HTTPS Client Certificate Request freezes when the Server is handling a large PUT/POST Request
There is a class of problems that may occur when using client-side certificates in HTTPS.
Sometimes, the server’s request for a client certificate will freeze (until the timeout of two minutes or so) when processing PUT/POST request with a large payload (e.g., >40KB).
Ideally, the server should request the client certificate before any large request exchange.
Otherwise, the server should request the client certificate immediately after either:
- a request has been completely received, or
- a request has been responded to.
Otherwise, the large payload fills the network buffers, which cannot be emptied until the certificate is received and everything processed. This leads to deadlock if the server issues a synchronous call for the client certificate. Although it is not illegal, this is what causes the problem. Furthermore, this represents a trivial DoS vector against any such server.
This may depend on the component sitting directly above http.sys. IIS for example, tries to read as much entity body as possible before requesting the client certificate.
These are some alternatives to fix this issue, but only the first one listed below is deterministic.
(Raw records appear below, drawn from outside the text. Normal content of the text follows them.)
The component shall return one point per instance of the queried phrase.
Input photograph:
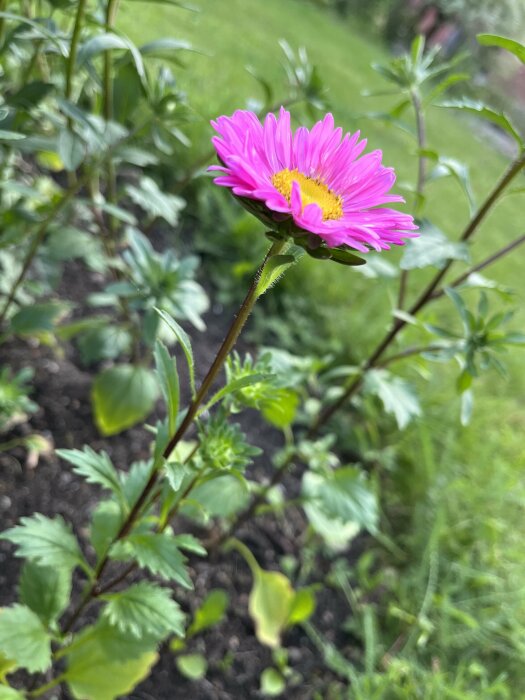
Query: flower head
(310, 181)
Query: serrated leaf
(156, 552)
(479, 109)
(7, 693)
(166, 367)
(95, 467)
(24, 639)
(38, 317)
(144, 609)
(184, 341)
(272, 683)
(45, 590)
(432, 248)
(105, 524)
(122, 396)
(210, 613)
(503, 42)
(396, 395)
(92, 674)
(48, 541)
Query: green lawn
(235, 33)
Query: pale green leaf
(156, 552)
(45, 590)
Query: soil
(236, 659)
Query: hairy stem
(420, 183)
(35, 244)
(92, 589)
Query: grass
(489, 454)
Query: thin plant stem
(35, 244)
(426, 295)
(429, 294)
(111, 15)
(91, 589)
(420, 183)
(73, 50)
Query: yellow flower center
(313, 191)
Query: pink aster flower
(313, 179)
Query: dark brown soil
(236, 659)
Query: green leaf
(122, 396)
(272, 683)
(210, 613)
(270, 602)
(192, 666)
(24, 639)
(345, 257)
(7, 693)
(49, 542)
(280, 410)
(169, 382)
(396, 395)
(45, 590)
(156, 552)
(432, 248)
(71, 149)
(467, 404)
(503, 42)
(481, 110)
(96, 468)
(221, 497)
(94, 675)
(275, 267)
(144, 609)
(185, 342)
(38, 317)
(105, 524)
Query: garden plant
(125, 226)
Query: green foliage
(396, 394)
(96, 468)
(144, 609)
(47, 541)
(156, 552)
(95, 673)
(24, 639)
(45, 590)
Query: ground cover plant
(200, 514)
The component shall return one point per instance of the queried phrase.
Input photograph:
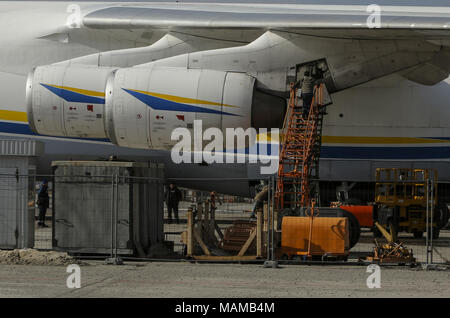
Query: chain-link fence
(125, 214)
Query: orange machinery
(329, 236)
(364, 214)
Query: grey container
(84, 204)
(17, 174)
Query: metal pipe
(432, 222)
(427, 218)
(268, 219)
(116, 214)
(112, 216)
(272, 183)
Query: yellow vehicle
(401, 201)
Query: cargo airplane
(94, 79)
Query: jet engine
(139, 107)
(67, 101)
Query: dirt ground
(182, 279)
(34, 257)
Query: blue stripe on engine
(74, 97)
(163, 104)
(378, 153)
(386, 153)
(24, 129)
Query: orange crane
(300, 152)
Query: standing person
(173, 197)
(307, 89)
(43, 202)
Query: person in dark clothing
(173, 197)
(43, 202)
(260, 198)
(307, 88)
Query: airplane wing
(424, 24)
(428, 23)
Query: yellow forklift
(401, 202)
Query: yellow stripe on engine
(182, 100)
(80, 91)
(13, 115)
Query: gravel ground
(180, 280)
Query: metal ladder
(300, 152)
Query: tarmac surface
(186, 280)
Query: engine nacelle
(139, 107)
(67, 101)
(144, 105)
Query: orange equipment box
(364, 214)
(329, 236)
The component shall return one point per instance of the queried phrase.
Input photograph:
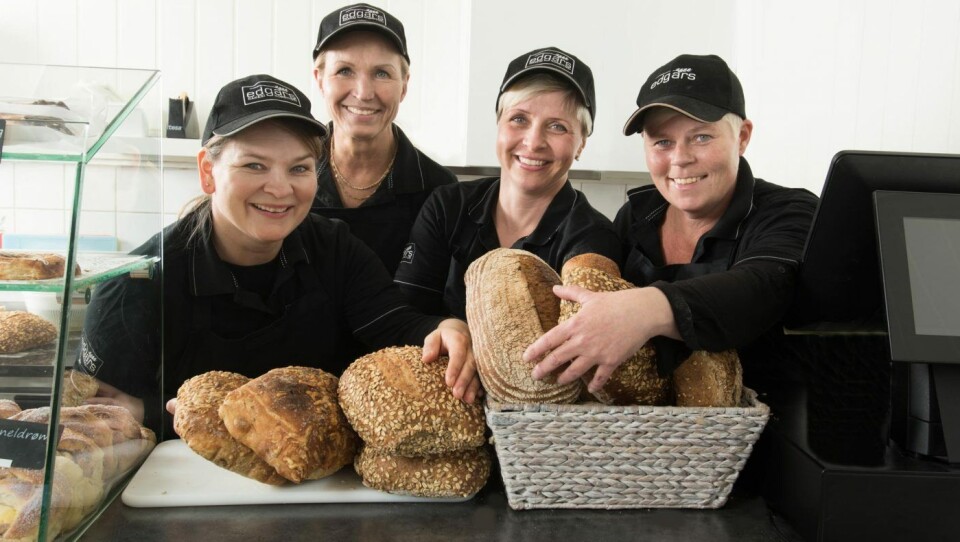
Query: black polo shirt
(741, 278)
(384, 221)
(323, 285)
(456, 226)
By Modifying Only the Server side (when the client cannot be modified):
- (recommended) Set “client certificate required” on the SSL binding so that client certificate is requested at SSL/TLS connection time, before any HTTP request exchange. This forces client certificate to be requested for every connection on that binding. Depending on your configuration, you might need a dedicated VIP and/or SSL SNI name for this communication. This requires no server code changes, but a configuration change via “netsh http” on the SSL binding: clientcertnegotiation=enable
Note: If the server is IIS-based the change needs to be done through IIS. Otherwise, since IIS has a different config, it may overwrite any changes made directly to Http.sys.
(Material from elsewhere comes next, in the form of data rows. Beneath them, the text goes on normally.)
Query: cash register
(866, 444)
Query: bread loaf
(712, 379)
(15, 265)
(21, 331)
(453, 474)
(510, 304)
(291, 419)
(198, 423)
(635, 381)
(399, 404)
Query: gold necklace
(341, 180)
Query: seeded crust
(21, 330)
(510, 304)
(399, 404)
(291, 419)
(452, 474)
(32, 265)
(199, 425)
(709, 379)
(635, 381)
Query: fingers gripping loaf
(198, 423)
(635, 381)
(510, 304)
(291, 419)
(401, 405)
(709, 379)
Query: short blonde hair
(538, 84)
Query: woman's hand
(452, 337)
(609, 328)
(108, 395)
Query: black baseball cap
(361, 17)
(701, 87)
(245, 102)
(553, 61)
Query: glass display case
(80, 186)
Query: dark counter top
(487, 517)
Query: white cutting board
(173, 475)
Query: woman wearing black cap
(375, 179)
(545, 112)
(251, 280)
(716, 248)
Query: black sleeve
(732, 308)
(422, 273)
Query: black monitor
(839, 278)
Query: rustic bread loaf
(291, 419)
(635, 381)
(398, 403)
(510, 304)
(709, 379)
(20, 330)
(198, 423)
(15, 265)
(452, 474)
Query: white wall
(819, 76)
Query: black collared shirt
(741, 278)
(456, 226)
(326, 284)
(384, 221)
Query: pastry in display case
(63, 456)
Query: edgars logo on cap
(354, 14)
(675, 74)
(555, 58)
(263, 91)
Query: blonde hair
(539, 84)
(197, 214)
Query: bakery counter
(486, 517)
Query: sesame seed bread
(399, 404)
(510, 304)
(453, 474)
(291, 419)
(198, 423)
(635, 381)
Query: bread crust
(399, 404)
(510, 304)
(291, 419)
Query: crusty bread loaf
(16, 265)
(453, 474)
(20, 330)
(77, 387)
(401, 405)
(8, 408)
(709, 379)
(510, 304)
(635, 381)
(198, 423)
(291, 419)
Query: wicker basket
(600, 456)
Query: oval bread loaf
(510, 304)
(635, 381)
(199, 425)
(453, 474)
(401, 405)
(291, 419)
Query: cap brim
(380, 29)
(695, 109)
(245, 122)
- If the server sees this is a PUT/POST request, you need to ensure that the server’s TCP buffers have enough space for the client certificate when it arrives. This leads to strategies such as
- reading as much entity body as possible requesting for the client certificate using an asynchronous call, or,
- Modify your web server app so that it asynchronously pulls the request body while it waits for client certificate retrieval to finish. If too much entity body is pulled (e.g., several MB) and client certificate retrieval has still not finished then cancel the request/connection. Requires server code changes.
- even better, issuing the asynchronous call for the client certificate as early as possible and draining as much of the entity body as possible as you wait for the client certificate to arrive.
This requires server code changes for sure. To increase the chances of this working, *all* relevant buffers on the server as well as the client and in between, need to have enough space for the client certificate to not be stuck behind large payloads. So modifying the client to drain buffers (in addition to the server) helps, but is not sufficient, as intermediate buffers along the way may also pose a problem (e.g., bufferbloat). This is not a deterministic method.
By Modifying the Client side in addition to the Server side:
- (recommended) Use requests such as GET or HEAD to prime the connection so that the server can request for the certificate without being blocked to receive the entity body. This also implies an extra round trip for the priming request, but if client certificates are involved the application is already making some latency tradeoffs. This is not deterministic, as the immediately following “real” request may use a different connection, but usually reuses the “primed” connection from the connection pool. This will require client-side changes and requires that the server expose such an endpoint, as well.
- Use the status code 100 Continue (requires client to send “Expect: 100-continue” header). This may require both client and server changes to be supported. Furthermore, it is not a deterministic mechanism.